Now, when the Girlfriend Tag was first put up, I was kind of scared. I'll be completely honest, the first time I saw a comment calling me a bitch, it hurt enough to make me almost cry, but Joe wrapped his arms around me and asked me one question that made me not bother anymore. "Yeah, but who's here with me now?" With that, all my shits flew away, and Joe and I made a game after hate comments.

So far we have fourteen comments on the video including the word bitch. Only five of which spelled the word all the way out. Thirteen of which are rude and the other one is, I guess, supposed to be nice, saying I like you Ruby. You my kinda bitch. It's honestly my favorite comment I've read so far.

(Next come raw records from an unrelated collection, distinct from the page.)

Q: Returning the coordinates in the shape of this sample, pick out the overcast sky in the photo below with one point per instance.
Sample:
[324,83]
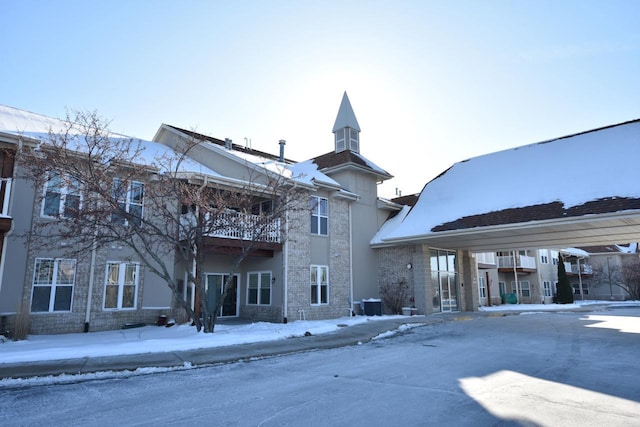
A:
[431,82]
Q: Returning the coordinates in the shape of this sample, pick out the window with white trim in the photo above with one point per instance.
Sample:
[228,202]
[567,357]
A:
[319,284]
[130,198]
[53,281]
[503,288]
[259,288]
[340,140]
[121,285]
[547,288]
[482,287]
[319,215]
[525,288]
[62,196]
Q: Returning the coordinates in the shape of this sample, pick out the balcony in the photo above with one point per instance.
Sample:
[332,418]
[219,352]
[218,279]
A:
[5,196]
[578,269]
[522,263]
[229,232]
[486,259]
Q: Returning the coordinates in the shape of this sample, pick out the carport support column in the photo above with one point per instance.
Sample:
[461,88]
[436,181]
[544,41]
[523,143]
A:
[470,300]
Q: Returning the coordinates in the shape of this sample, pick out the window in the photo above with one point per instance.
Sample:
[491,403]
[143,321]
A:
[319,215]
[319,284]
[547,288]
[576,289]
[121,285]
[482,287]
[525,288]
[53,281]
[130,198]
[353,140]
[61,196]
[259,288]
[503,288]
[340,140]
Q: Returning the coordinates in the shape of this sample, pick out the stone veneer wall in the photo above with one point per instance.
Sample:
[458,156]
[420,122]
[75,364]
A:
[299,259]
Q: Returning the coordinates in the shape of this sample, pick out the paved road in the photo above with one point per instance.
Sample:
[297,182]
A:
[538,369]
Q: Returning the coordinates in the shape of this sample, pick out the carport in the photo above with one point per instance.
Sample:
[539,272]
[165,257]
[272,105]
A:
[577,190]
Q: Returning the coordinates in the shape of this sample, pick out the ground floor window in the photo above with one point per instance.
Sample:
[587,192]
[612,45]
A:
[576,289]
[319,284]
[121,287]
[482,287]
[259,288]
[525,288]
[53,280]
[503,288]
[547,288]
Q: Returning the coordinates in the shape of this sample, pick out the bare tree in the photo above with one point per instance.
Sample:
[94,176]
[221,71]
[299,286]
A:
[146,197]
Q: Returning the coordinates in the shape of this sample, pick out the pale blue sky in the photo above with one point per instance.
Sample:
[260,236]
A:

"I'm glad you're okay with it." The brunette says, leaning forward to graze my cheek. He pokes a piece of hair behind my ear.

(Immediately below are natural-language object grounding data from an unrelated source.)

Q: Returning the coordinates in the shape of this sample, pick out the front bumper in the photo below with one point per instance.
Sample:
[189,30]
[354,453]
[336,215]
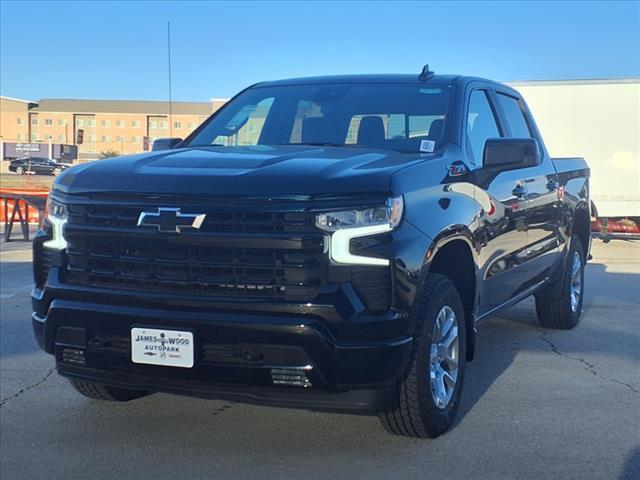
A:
[234,355]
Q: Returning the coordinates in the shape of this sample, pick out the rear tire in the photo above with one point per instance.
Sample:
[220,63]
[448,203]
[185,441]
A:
[104,392]
[560,304]
[419,409]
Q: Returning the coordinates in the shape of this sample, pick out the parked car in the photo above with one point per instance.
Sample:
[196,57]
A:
[329,243]
[37,165]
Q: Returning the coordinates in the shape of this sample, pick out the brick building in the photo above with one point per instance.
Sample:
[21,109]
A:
[108,125]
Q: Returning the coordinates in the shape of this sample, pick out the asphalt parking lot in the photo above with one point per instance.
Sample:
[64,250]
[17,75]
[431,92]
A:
[537,404]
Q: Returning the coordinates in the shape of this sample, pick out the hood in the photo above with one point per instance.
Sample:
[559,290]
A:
[241,171]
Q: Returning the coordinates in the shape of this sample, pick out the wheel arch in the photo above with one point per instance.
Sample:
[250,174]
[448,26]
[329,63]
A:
[452,254]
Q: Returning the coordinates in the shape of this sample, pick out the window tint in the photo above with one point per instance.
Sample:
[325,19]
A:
[393,116]
[515,116]
[481,125]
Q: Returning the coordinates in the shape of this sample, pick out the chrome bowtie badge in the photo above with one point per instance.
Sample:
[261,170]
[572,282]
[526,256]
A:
[171,220]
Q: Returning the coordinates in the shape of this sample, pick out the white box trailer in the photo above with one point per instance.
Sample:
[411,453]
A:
[600,121]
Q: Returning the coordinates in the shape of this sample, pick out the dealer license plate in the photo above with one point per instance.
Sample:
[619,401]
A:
[170,348]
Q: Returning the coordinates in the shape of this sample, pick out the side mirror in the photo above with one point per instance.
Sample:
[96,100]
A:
[510,153]
[166,143]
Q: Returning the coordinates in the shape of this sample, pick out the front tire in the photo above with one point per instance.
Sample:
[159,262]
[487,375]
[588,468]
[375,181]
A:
[97,391]
[428,396]
[559,305]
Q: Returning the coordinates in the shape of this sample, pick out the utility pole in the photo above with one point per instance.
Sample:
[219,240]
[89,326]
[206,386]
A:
[169,62]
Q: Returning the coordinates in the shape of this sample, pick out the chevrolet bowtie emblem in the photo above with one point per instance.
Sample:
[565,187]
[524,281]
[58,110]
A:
[170,220]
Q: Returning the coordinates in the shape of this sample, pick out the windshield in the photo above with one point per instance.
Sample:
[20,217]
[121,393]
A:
[407,118]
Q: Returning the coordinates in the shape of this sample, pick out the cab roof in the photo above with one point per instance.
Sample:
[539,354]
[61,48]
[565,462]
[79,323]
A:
[377,78]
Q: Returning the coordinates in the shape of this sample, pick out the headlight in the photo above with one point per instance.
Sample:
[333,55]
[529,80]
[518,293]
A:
[55,209]
[56,213]
[388,214]
[348,224]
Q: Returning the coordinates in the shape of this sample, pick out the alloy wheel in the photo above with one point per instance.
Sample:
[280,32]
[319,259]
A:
[443,361]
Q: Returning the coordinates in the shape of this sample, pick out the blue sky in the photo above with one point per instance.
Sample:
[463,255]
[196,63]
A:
[117,50]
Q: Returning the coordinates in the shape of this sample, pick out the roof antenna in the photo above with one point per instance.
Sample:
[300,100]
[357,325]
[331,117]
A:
[169,59]
[426,74]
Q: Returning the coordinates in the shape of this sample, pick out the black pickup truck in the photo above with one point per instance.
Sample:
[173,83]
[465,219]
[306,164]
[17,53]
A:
[327,243]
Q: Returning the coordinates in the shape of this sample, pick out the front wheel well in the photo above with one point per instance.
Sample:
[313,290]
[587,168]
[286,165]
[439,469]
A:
[582,227]
[455,261]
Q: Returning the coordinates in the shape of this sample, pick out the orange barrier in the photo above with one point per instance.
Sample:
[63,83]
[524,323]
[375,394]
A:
[34,217]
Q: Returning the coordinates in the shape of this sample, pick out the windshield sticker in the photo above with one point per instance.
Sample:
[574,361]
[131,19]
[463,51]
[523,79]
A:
[430,91]
[427,146]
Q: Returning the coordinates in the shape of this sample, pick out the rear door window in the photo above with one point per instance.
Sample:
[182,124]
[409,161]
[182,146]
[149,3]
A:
[481,125]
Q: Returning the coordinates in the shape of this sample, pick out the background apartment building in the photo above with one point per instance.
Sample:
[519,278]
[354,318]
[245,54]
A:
[107,125]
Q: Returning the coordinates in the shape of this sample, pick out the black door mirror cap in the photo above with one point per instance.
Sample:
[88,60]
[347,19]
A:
[166,143]
[511,153]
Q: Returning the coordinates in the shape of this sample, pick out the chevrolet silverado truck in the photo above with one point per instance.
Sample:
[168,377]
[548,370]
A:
[327,243]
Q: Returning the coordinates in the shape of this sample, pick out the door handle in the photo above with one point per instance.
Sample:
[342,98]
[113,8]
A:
[520,191]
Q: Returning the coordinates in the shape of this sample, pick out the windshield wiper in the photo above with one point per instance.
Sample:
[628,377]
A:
[208,145]
[319,144]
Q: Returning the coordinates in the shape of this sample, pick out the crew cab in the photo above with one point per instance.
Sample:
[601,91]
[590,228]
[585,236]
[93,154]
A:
[327,243]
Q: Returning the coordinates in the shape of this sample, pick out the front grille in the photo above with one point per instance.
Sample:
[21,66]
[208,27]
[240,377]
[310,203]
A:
[253,255]
[216,221]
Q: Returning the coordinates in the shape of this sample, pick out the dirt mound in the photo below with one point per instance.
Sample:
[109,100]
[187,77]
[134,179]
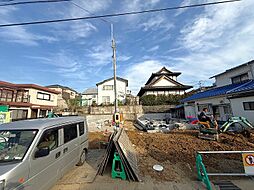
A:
[176,152]
[96,139]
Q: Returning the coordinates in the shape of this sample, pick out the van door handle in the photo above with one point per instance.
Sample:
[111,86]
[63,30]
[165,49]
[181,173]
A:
[58,154]
[65,149]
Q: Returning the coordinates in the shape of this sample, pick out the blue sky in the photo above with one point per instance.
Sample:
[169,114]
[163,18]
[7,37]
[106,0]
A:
[198,42]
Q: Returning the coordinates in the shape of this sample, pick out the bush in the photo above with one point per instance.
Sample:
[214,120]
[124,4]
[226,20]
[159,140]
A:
[151,100]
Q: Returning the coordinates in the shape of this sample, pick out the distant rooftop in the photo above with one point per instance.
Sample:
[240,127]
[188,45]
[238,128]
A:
[41,123]
[118,78]
[244,87]
[60,86]
[90,91]
[34,86]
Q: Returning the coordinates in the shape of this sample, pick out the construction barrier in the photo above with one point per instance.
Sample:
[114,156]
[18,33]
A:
[248,164]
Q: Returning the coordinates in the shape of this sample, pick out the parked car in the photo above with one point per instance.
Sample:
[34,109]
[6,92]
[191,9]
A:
[35,154]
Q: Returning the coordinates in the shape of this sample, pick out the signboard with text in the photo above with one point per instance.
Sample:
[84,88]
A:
[248,163]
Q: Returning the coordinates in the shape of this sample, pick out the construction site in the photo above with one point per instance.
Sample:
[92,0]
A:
[173,149]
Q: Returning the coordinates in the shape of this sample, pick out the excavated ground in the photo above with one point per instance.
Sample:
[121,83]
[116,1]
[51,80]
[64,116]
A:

"Well, 'okay' isn't the best word. More like I just don't care." I shrug, before leaning for a small moment to press my forehead against his. "No big deal, right?" I mutter.

"No big deal." He smiles back. Before he can lean forward again, my phone begins ringing, somewhere in the sheets of the bed. I find it eventually and answer it before actually looking, not wanting to miss the call in case it's Regina.

"Ruby Marie." I hear a woman's voice say. It's my mom. I haven't talked to her in almost a month.

"Mom, why are you calling?" I ask. I catch Joe's eye across the bed and points a finger to the door, asking me if he needs to leave. I shake my head slightly and reach a hand out to hold his. For love, for support, I don't know. It just makes me feel better to know that Joe is here with me.

"I've been calling for weeks. I've been worried about you." She answers. I wish I could believe her. I really wish I could, but I just know her too well. She's about to ask me about my disorder and how my nightmares have been. She makes me talk about them, even though I hate that.

"Uh-huh, yeah." I say, trying to sound sincere, but it just comes off even more sarcastic than I originally intended. "I'm fine, Mom. Joe and Caspar take good care of me." Joe squeezes my hand a bit tighter in his, almost scaring me because I forgot that I wasn't alone.

Most times, my mother would just leave me by myself, even when I so desperately needed someone. She thought it would help, especially after my dad left. Solitude will help you forget things, that's for sure. But the things I forgot were not the things that I needed to forget. Instead of forgetting the nightmares, I forgot how much I loved her and Dad. I forgot almost what it's like to have a family.

"When are you going to come home, Ruby?" Mom asks.

Without any hesitation, I answer her. "I think I'm already home, Mom." I hear my mom sigh over the line. I know she's about to say something judgmental, so before she's able to begin speaking, I pull the phone from my ear and hang up.

"Short lived conversation." Joe comments, pulling my phone from my hands. He sets it on one of his bedside tables before scooting closer to me in bed. He wraps me in a close hug before I have time to register the tears on my cheeks.

I hate how much I miss my mom. She used to be the only person I had, but the older I got, the less we connected. I realized what had happened when I was younger. I started recognizing all the things that she was doing to me. Therapist after therapist. Prescription after prescription. When I was little, I didn't understand, but the older I got, the more I took in.